Leslie Hunt: In hindsight, what didn't work about my final song was not it's genre, but the poorly executed scatting at the end.  I was, and still am, a big Nina Simone fan, and I basically copied her exact scat.  Scatting only works if it's an improvised vocal interpretation of a jazz solo.  The syllables she used didn't work for my voice, so it came across pretty awkward.  Overall, I should've waited to audition until I watched at least one episode and learned what works and what doesn't.

Music Forte: Do you feel that certain genres are less marketable than others in today's music scene?  If so, do you think an artist should ever compromise their integrity to perform what sells?

Leslie Hunt: I don't think it's ever a good idea to compromise musical integrity because most of the sincerity is lost in the process.  If you are inspired to write bluegrass, stick with bluegrass, and don't try to write like Beyonce, regardless of how much better it sells.

Music Forte: Our audience is composed of a diverse group of people all with personal challenges of their own.  You have Lupus and your sister passed away just prior to your wedding.  How do you stay engaged with music when life presents challenges? 

Leslie Hunt: It's difficult, I'm not gonna lie.  I have found that I don't usually write while I'm in the throws of extreme hardship, but rather when things have settled down and I have gained some perspective.  I look forward to my next batch of songs as they will no doubt be rich with content.

Music Forte: You recently became a new mother; congratulations!  How has this had an impact on your music?

Leslie Hunt:  I don't have time!  Just kidding.  I am really, really enjoying being a mother and am trying not to lose myself in my new role. As I am getting more and more used to it, so I'm able to get away more often and take some time for myself.  As a performer, I'm feeling the music on a whole new level.  It's hard to describe, but I think it's because it's not about me anymore.  I'm a conduit and a giver of life, so that translates into my feeling more like of a giver of music than anything else…  If that makes sense.

Music Forte: In Season 6 American Idol, you were introduced as a "Dog Walker".  Are you still walking dogs today, or is music now your full time job?

Leslie Hunt: Ha!  Nope, not walking dogs anymore, and yes, music is my full time job.  I'm living the dream!

Music Forte: What advice do you have for independent musicians who are working to sell their music and create wider recognition?

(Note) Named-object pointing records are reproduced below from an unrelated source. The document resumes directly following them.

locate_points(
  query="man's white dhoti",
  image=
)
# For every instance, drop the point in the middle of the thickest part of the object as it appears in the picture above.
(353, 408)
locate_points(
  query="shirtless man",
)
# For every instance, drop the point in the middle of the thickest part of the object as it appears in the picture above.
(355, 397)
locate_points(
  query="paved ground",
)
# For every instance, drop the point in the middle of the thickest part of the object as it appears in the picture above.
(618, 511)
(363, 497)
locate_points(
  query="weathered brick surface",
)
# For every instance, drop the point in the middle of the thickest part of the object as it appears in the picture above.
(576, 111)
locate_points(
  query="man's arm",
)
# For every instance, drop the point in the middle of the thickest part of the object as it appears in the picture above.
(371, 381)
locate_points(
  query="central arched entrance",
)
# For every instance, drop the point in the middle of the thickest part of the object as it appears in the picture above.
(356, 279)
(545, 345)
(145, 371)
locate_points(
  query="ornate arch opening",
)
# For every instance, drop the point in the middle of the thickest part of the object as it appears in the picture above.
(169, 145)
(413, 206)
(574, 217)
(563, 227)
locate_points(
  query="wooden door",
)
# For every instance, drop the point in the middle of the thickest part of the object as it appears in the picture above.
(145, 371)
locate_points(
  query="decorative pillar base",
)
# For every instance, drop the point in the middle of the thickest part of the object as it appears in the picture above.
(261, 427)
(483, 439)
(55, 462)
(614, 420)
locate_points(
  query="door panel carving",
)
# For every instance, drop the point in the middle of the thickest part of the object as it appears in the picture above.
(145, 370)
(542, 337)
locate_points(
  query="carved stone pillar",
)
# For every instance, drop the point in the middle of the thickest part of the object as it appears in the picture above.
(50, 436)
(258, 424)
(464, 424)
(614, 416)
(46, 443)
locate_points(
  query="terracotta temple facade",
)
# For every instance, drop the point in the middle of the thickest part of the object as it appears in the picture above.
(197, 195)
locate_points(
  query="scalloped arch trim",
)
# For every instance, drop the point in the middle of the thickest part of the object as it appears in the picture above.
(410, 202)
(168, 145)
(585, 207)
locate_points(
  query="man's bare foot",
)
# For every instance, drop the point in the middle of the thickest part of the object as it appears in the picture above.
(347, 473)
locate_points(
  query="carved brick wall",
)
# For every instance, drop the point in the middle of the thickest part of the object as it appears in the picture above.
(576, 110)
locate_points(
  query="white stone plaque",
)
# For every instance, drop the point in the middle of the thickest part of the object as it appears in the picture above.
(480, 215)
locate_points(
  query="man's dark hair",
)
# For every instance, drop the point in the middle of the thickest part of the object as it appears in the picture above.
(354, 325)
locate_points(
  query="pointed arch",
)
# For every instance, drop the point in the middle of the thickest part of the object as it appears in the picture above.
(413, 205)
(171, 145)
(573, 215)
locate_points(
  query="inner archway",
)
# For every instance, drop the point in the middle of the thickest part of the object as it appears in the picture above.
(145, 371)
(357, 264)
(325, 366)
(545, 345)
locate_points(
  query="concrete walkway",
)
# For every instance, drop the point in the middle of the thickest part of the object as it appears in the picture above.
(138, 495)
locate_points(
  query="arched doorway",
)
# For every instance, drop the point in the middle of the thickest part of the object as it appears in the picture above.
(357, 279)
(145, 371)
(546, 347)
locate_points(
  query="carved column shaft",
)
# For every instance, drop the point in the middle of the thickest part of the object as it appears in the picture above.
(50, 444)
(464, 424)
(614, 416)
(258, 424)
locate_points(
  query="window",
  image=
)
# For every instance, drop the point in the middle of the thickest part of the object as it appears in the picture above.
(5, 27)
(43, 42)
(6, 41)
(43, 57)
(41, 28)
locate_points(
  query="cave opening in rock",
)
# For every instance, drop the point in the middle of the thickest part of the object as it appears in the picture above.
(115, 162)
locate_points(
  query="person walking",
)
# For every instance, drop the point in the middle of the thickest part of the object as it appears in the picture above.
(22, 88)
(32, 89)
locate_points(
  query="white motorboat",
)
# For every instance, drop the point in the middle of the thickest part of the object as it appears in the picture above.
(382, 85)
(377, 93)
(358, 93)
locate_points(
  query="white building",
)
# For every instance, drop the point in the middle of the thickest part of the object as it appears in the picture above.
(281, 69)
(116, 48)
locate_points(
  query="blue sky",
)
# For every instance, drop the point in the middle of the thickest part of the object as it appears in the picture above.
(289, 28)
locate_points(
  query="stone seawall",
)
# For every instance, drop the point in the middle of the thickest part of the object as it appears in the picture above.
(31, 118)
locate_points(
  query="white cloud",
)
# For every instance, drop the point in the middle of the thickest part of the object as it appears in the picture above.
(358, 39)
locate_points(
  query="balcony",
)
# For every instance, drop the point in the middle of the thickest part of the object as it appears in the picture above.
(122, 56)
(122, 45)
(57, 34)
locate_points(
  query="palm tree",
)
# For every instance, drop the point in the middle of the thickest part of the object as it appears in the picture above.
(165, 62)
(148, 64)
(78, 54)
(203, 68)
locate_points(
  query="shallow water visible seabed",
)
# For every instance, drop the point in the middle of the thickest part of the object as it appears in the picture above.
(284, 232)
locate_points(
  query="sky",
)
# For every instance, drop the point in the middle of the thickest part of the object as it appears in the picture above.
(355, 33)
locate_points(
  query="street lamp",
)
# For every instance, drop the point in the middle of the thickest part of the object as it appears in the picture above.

Leslie Hunt: Hm.  I'm still trying to figure this out myself, but from what I can tell, the old model of "get discovered", "get signed" or "get a development deal" is completely obsolete.  It takes an enormous amount of work and innovation to get heard, and an artist needs to spend a decent amount of time thinking out of the box.  A label won't even consider you unless you can pack a venue any night of the week.  Do it all yourself for as long as you can and have fun, 'cause you probably won't make any money.  Do it for the music, and hopefully the fans will follow.